India’s gross GST collections moderated in November 2025, reflecting the impact of the September rationalisation that lowered tax rates on hundreds of goods.
According to provisional Finance Ministry data released on 1 December, GST revenue rose just 0.7% year-on-year to ₹1,70,276 crore, significantly lower than October’s ₹1.95 lakh crore. However, collections for April–November 2025 remain healthy, up 8.9% annually at ₹14.75 lakh crore.

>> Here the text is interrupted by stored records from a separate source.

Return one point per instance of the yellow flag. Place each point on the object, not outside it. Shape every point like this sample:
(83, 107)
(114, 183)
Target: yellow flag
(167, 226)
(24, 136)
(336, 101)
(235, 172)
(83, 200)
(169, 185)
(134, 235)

The dip follows the sweeping reforms announced on 22 September, when the government reduced the number of GST slabs from four to two- 5% and 18% while introducing a 40% rate for sin and luxury goods and eliminating the compensation cess.
With GST on most items lowered, revenue compression in the short term was expected.Refund patterns also shifted: overall refunds fell 4% year-on-year, with export refunds rising 3.5% but domestic refunds declining 12%.
GST from imports grew a strong 10.2% to ₹45,976 crore, while compensation cess collections plunged 69%.
Statewise trends were uneven:
- Arunachal Pradesh: +33%
- Nagaland, Manipur, Meghalaya, Assam: Positive growth
- Mizoram: –41%
- Sikkim: –35%
- Ladakh: –28%
- Maharashtra: +3%
- Karnataka: +5%
- Kerala: +7%
- Gujarat: –7%
- Tamil Nadu: –4%
- Uttar Pradesh: –7%
- Madhya Pradesh: –8%
- West Bengal: –3%
Despite softer revenues, the Centre has continued the timely release of GST refunds, particularly for exporters and inverted duty structure cases.